Reputation: 583
This Linq is very slow:
IEnumerable<string> iedrDataRecordIDs = dt1.AsEnumerable()
.Where(x => x.Field<string>(InputDataSet.Column_Arguments_Name) == sArgumentName
&& x.Field<string>(InputDataSet.Column_Arguments_Value) == sArgumentValue)
.Select(x => x.Field<string>(InputDataSet.Column_Arguments_RecordID));
IEnumerable<string> iedrDataRecordIDs_Filtered = dt2.AsEnumerable()
.Where(x => iedrDataRecordIDs.Contains(
x.Field<string>(InputDataSet.Column_DataRecordFields_RecordID))
&& x.Field<string>(InputDataSet.Column_DataRecordFields_Field)
== sDataRecordFieldField
&& x.Field<string>(InputDataSet.Column_DataRecordFields_Value)
== sDataRecordFieldValue)
.Select(x => x.Field<string>(InputDataSet.Column_DataRecordFields_RecordID));
IEnumerable<string> ieValue = dt2.AsEnumerable()
.Where(x => x.Field<string>(InputDataSet.Column_DataRecordFields_RecordID)
== iedrDataRecordIDs_Filtered.FirstOrDefault()
&& x.Field<string>(InputDataSet.Column_DataRecordFields_Field) == sFieldName)
.Select(x => x.Field<string>(InputDataSet.Column_DataRecordFields_Value));
if (!ieValue.Any()) //very slow at this point
return iedrDataRecordIDs_Filtered.FirstOrDefault();
This change accelerates it by a factor of 10 or more
string sRecordID = dt2.AsEnumerable()
.Where(x => iedrDataRecordIDs.Contains(
x.Field<string>(InputDataSet.Column_DataRecordFields_RecordID))

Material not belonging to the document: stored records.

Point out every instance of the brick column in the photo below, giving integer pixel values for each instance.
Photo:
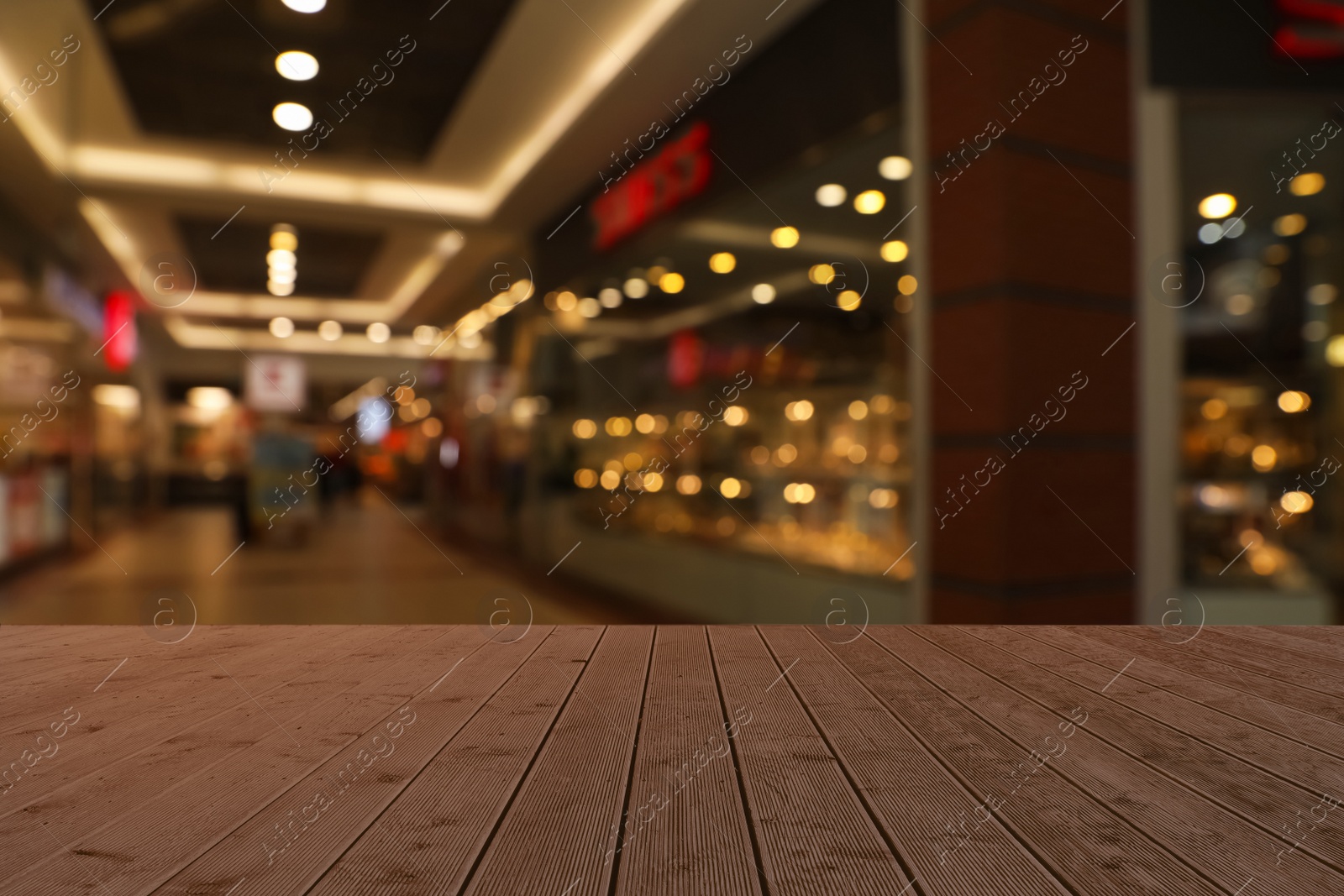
(1032, 249)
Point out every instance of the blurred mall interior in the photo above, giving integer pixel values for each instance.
(322, 311)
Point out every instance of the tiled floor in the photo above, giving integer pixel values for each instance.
(586, 761)
(362, 564)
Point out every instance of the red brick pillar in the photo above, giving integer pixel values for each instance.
(1032, 248)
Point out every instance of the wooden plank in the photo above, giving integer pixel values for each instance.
(96, 799)
(788, 773)
(296, 837)
(559, 826)
(685, 828)
(127, 720)
(1220, 844)
(1310, 770)
(159, 839)
(1082, 839)
(906, 789)
(450, 809)
(1272, 689)
(1304, 652)
(1243, 654)
(1287, 721)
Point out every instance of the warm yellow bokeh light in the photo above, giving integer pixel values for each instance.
(894, 251)
(1216, 206)
(870, 202)
(722, 262)
(1307, 184)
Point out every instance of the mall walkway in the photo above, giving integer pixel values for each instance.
(362, 564)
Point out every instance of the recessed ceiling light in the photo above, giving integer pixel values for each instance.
(763, 293)
(831, 195)
(870, 202)
(296, 65)
(895, 168)
(281, 259)
(292, 116)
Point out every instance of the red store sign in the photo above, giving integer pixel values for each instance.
(654, 187)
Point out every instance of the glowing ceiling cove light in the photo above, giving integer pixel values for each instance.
(292, 116)
(296, 65)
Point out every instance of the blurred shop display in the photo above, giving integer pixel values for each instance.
(1261, 506)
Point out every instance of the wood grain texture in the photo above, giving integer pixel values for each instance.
(680, 761)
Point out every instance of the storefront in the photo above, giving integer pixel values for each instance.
(1256, 288)
(718, 343)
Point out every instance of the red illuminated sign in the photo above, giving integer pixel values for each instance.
(118, 331)
(654, 187)
(1315, 29)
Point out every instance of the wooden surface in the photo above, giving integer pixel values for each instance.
(586, 761)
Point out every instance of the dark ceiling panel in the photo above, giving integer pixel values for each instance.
(331, 262)
(206, 69)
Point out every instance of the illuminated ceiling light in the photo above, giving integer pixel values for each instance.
(125, 398)
(831, 195)
(1307, 184)
(1296, 501)
(895, 168)
(292, 116)
(1321, 295)
(894, 251)
(722, 262)
(870, 202)
(281, 259)
(1290, 224)
(210, 398)
(1335, 351)
(284, 237)
(425, 335)
(296, 65)
(1294, 402)
(1216, 206)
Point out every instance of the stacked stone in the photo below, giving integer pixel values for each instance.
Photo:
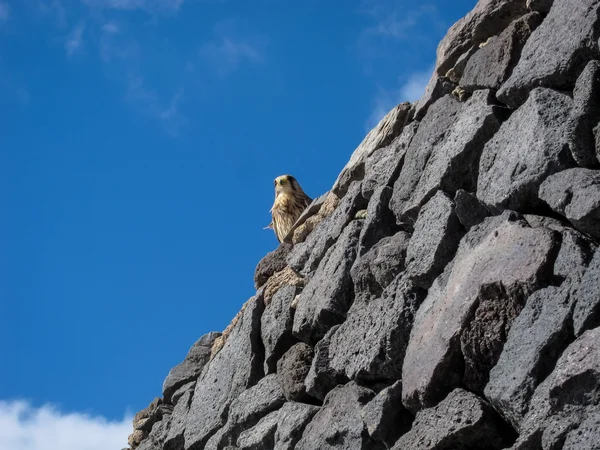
(462, 311)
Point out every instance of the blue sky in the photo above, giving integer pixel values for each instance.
(139, 143)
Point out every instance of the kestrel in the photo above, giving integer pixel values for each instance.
(290, 201)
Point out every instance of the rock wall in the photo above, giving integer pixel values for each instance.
(445, 294)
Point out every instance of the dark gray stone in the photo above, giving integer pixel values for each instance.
(556, 52)
(488, 18)
(375, 270)
(542, 6)
(338, 424)
(190, 368)
(380, 221)
(457, 71)
(293, 368)
(385, 417)
(566, 398)
(382, 135)
(158, 433)
(530, 146)
(175, 437)
(585, 116)
(434, 241)
(273, 262)
(575, 254)
(326, 298)
(449, 163)
(469, 210)
(321, 378)
(370, 345)
(437, 88)
(586, 436)
(461, 421)
(587, 309)
(535, 341)
(440, 118)
(501, 260)
(238, 366)
(280, 430)
(492, 64)
(575, 194)
(246, 411)
(383, 165)
(276, 326)
(306, 256)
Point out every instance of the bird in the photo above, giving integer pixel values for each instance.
(290, 201)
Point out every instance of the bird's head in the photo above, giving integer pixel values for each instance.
(285, 184)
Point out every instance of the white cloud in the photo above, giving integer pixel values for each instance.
(74, 41)
(410, 89)
(164, 5)
(233, 45)
(111, 27)
(24, 427)
(4, 11)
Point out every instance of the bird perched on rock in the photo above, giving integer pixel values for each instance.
(290, 201)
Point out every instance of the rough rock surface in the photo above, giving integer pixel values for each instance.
(575, 194)
(445, 292)
(190, 368)
(497, 265)
(338, 424)
(462, 420)
(557, 50)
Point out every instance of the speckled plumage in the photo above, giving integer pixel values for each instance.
(290, 201)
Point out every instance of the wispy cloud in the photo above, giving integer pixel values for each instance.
(74, 42)
(233, 45)
(111, 27)
(152, 5)
(4, 11)
(410, 89)
(24, 427)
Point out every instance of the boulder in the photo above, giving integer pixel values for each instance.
(382, 135)
(273, 262)
(435, 239)
(385, 417)
(488, 18)
(501, 261)
(326, 298)
(276, 326)
(556, 52)
(448, 162)
(190, 368)
(280, 430)
(536, 339)
(461, 421)
(566, 399)
(293, 368)
(338, 424)
(492, 64)
(375, 270)
(575, 194)
(586, 314)
(469, 209)
(370, 345)
(246, 411)
(530, 146)
(585, 116)
(235, 368)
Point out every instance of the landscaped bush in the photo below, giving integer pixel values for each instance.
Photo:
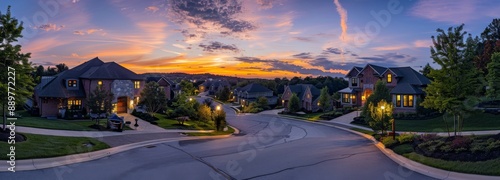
(406, 138)
(389, 142)
(459, 148)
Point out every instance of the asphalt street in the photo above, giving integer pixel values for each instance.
(268, 147)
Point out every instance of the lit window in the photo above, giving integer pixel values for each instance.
(407, 100)
(398, 100)
(354, 81)
(137, 84)
(74, 104)
(345, 98)
(72, 83)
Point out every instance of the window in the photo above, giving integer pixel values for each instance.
(137, 84)
(72, 83)
(345, 98)
(407, 100)
(354, 81)
(74, 104)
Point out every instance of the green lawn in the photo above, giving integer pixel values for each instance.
(188, 125)
(474, 122)
(75, 125)
(43, 146)
(229, 131)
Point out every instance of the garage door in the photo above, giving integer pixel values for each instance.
(121, 105)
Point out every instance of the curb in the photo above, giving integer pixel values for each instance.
(36, 164)
(410, 164)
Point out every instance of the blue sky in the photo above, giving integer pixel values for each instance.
(251, 38)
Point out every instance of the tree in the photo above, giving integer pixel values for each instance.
(224, 94)
(99, 101)
(204, 113)
(187, 88)
(455, 83)
(325, 102)
(219, 119)
(263, 103)
(294, 103)
(381, 116)
(153, 97)
(11, 56)
(493, 77)
(381, 92)
(426, 70)
(61, 67)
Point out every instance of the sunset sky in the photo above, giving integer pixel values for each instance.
(244, 38)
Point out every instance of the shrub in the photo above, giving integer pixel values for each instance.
(389, 142)
(406, 138)
(460, 142)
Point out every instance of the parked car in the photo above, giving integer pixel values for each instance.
(115, 123)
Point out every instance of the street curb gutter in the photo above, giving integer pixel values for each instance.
(410, 164)
(36, 164)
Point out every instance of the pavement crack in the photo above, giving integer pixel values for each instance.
(221, 172)
(344, 156)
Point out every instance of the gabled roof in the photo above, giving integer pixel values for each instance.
(354, 71)
(94, 68)
(406, 88)
(410, 76)
(110, 70)
(300, 89)
(254, 88)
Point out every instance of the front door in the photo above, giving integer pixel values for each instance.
(121, 105)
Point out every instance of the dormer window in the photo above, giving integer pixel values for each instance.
(72, 83)
(354, 81)
(137, 84)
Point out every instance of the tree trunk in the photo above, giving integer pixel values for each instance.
(455, 124)
(4, 116)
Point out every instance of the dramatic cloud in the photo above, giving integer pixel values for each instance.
(265, 4)
(206, 13)
(281, 65)
(389, 57)
(88, 31)
(456, 12)
(303, 39)
(218, 46)
(50, 27)
(303, 56)
(152, 9)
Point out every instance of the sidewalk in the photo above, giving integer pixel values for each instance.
(346, 120)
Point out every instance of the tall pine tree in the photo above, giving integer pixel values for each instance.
(11, 56)
(455, 82)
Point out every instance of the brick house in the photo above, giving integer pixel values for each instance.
(252, 92)
(405, 84)
(168, 86)
(68, 90)
(307, 93)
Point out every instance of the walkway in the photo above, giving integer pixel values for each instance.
(346, 120)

&& x.Field<string>(InputDataSet.Column_DataRecordFields_Field)
== sDataRecordFieldField
&& x.Field<string>(InputDataSet.Column_DataRecordFields_Value)
== sDataRecordFieldValue)
.Select(x => x.Field<string>(InputDataSet.Column_DataRecordFields_RecordID))
.FirstOrDefault();
IEnumerable<string> ieValue = dt2.AsEnumerable()
.Where(x => x.Field<string>(InputDataSet.Column_DataRecordFields_RecordID) == sRecordID
&& x.Field<string>(InputDataSet.Column_DataRecordFields_Field) == sFieldName)
.Select(x => x.Field<string>(InputDataSet.Column_DataRecordFields_Value));
if (!ieValue.Any()) //very fast at this point
return iedrDataRecordIDs_Filtered.FirstOrDefault();
The only change is that I store the result directly in a new variable and use create the where clause with this value instead of a LINQ query (which should be calculated when needed). But LINQ seems to calculate it in a bad way here or am I doing something wrong?
Here some values of my data
dt1.Rows.Count 142
dt1.Columns.Count 3
dt2.Rows.Count 159
dt2.Columns.Count 3
iedrDataRecordIDs.Count() 1
iedrDataRecordIDs_Filtered.Count() 1
ieValue.Count() 1
Upvotes: 1
Views: 356
Reputation: 28708
You're asking why
IEnumerable<string> iedrDataRecordIDs_Filtered = data;
foreach (var item in collection)
{
// do something with
iedrDataRecordIDs_Filtered.FirstOrDefault();
}
is slower than
string sRecordID = data.FirstOrDefault();
foreach (var item in collection)
{
// do something with
sRecordID;
}
Very simply because you're evaluating the iedrDataRecordIDs
collection every time you get the FirstOrDefault
. This isn't a concrete object, it's an enumerable set. That's really just a function that returns some objects. Every time you query it the function will be called and you'll pay that execution cost.
If you change
IEnumerable<string> iedrDataRecordIDs_Filtered = dt2.AsEnumerable()...
var recordIDs = iedrDataRecordIDs_Filtered.ToList();
and then use recordIDs.FirstOrDefault()
you'll see a huge performance increase.
Upvotes: 3